RESTAURATION DE LA FORGE D’URDANIBIA (IRÚN) : CARACTÉRISATION DES MATÉRIAUX ET DES TRAITEMENTS

La forge d’Urdanibia, située à Irún, est l’un des témoignages les plus marquants du passé sidérurgique de la région de la Bidasoa. Mentionnée dans des documents depuis le XVe siècle et historiquement liée à la famille Urdanibia, elle faisait partie d’un ensemble productif composé du palais, du moulin et de la forge elle-même.

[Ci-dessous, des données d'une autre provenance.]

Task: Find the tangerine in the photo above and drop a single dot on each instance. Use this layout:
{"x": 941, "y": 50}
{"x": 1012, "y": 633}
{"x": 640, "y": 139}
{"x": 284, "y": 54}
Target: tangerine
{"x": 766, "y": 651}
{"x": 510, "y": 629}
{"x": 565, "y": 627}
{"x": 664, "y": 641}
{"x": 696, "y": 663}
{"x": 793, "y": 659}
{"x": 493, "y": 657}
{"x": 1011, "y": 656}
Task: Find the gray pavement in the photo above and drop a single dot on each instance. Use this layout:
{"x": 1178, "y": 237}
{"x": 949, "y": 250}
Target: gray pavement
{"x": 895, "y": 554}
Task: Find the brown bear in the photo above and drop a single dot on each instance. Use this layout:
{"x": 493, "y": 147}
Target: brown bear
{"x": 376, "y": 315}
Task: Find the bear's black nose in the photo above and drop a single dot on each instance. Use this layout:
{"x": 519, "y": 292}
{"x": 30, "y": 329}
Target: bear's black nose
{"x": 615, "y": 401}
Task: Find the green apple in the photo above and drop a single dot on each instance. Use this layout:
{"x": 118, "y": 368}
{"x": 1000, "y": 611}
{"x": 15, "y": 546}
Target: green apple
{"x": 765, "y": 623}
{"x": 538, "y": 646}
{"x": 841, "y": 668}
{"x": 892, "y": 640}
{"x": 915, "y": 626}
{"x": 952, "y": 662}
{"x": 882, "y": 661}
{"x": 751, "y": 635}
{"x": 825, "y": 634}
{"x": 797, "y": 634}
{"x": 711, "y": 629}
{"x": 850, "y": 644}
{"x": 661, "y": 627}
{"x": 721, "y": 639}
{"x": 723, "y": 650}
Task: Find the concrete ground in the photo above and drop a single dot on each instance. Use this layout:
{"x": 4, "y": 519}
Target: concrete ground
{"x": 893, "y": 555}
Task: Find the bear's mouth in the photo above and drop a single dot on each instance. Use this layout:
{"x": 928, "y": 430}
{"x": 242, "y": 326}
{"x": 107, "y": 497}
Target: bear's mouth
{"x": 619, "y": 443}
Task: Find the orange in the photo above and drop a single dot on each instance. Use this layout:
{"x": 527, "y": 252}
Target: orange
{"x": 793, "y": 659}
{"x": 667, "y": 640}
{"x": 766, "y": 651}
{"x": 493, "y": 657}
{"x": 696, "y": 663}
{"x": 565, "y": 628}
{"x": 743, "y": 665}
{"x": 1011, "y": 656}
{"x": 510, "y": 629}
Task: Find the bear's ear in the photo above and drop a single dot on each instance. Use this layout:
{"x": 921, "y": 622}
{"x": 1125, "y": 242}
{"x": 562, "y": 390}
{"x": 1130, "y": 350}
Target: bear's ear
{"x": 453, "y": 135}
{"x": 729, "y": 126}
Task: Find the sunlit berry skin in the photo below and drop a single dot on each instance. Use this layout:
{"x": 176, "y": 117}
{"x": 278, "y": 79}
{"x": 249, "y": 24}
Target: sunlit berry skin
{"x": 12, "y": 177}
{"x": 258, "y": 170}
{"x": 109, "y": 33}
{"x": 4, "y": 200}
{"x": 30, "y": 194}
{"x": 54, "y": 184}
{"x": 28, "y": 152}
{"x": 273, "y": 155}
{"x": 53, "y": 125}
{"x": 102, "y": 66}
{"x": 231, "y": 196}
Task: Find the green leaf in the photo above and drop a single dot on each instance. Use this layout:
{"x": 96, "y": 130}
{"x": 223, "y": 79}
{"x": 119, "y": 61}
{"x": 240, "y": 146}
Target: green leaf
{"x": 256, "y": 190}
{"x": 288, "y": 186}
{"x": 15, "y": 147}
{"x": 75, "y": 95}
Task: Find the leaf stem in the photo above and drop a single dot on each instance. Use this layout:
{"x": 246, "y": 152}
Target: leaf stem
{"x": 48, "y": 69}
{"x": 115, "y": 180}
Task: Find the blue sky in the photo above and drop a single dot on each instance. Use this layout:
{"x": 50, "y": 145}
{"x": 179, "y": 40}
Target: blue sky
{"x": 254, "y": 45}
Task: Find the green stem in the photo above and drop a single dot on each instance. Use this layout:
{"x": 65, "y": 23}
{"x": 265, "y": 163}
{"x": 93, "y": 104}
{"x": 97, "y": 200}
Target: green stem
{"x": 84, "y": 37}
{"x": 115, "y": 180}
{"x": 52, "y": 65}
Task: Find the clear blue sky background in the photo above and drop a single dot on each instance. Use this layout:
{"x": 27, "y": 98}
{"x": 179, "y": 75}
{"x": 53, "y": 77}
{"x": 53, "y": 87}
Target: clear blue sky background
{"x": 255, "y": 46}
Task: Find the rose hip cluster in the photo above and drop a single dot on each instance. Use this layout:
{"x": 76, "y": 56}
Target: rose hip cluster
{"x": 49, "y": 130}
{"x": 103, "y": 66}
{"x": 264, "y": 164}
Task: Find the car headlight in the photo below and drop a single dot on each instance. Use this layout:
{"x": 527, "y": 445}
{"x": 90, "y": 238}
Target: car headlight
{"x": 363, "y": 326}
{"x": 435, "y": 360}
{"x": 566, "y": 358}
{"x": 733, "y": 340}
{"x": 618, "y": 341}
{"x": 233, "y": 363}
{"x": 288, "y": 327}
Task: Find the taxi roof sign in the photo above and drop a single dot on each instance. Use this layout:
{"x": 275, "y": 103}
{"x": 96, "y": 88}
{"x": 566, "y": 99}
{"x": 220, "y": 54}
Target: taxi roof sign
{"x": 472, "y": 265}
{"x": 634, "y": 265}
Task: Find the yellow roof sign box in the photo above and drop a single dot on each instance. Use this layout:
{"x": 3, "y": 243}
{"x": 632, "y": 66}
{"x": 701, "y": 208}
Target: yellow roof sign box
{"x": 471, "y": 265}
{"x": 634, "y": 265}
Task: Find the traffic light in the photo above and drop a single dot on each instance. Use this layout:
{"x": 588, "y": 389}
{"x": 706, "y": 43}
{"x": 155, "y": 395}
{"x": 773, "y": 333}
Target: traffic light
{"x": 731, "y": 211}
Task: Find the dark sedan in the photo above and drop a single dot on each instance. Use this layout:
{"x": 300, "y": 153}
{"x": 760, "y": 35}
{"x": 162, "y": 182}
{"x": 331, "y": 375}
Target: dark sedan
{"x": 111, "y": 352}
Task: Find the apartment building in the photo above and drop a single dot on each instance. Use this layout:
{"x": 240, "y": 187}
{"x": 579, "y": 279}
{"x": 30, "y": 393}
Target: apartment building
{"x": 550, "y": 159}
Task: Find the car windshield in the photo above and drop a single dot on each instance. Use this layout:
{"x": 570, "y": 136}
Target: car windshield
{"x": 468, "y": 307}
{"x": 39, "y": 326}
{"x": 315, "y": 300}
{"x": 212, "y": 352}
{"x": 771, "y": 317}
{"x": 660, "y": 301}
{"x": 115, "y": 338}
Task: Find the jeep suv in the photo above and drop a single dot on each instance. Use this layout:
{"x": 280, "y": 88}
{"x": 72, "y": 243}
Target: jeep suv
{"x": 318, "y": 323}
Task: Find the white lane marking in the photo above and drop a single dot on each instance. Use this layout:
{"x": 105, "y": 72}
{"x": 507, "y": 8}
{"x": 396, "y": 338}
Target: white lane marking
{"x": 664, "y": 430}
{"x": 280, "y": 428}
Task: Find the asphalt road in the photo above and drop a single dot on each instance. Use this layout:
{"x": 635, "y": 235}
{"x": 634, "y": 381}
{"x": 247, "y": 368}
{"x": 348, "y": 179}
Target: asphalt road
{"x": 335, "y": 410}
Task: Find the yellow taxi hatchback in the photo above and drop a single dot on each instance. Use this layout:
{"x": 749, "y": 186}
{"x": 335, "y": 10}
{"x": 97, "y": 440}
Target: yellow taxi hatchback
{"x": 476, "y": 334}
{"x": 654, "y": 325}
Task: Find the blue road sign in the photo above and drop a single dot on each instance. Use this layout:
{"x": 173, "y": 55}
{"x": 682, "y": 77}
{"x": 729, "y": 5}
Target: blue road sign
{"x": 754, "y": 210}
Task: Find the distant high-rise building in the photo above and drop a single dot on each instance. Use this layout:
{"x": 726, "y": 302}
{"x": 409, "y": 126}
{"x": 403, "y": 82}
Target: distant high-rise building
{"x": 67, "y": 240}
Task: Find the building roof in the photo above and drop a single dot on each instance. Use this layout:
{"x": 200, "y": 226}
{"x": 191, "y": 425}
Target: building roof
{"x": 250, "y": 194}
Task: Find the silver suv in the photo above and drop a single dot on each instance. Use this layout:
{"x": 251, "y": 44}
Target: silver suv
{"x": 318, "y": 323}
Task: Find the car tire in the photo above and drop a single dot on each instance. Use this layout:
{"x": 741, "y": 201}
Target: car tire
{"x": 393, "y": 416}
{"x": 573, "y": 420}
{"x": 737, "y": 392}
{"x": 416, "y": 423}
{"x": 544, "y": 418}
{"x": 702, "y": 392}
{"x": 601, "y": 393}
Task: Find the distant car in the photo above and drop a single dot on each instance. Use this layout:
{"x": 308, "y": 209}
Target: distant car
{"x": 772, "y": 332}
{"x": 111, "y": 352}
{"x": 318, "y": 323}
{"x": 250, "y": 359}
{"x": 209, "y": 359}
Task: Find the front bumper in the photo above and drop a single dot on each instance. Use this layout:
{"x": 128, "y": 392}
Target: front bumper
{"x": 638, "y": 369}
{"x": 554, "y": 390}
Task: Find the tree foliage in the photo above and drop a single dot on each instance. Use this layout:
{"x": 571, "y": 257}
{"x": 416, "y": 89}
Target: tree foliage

Pendant des siècles, ces installations ont exploité la force de l’eau pour actionner les machines utilisées pour la transformation et le forgeage du fer. L’ensemble permet de comprendre comment s’organisaient les activités économiques et sociales avant l’industrialisation, à une époque où la demeure seigneuriale, la production sidérurgique et l’exploitation agricole cohabitaient dans un même espace.

molino urdanibia 1

Aujourd’hui, la forge d’Urdanibia revêt une grande valeur historique, architecturale et industrielle. Sa restauration, dont la conception et la maîtrise d’œuvre ont été assurées par Arkitektura Bulegoa S.L.P., s’est appuyée sur une étude scientifique menée par TESELA afin d’identifier les matériaux de construction du bâtiment et d’évaluer différents traitements destinés à améliorer sa conservation. En effet, toute intervention sur un bâtiment historique nécessite de déterminer au préalable la nature, la composition et le comportement de ses matériaux. Ces informations permettent de choisir des solutions compatibles avec les éléments d’origine et de réduire le risque d’appliquer des produits susceptibles d’altérer leur aspect, leur perméabilité ou leur stabilité à long terme.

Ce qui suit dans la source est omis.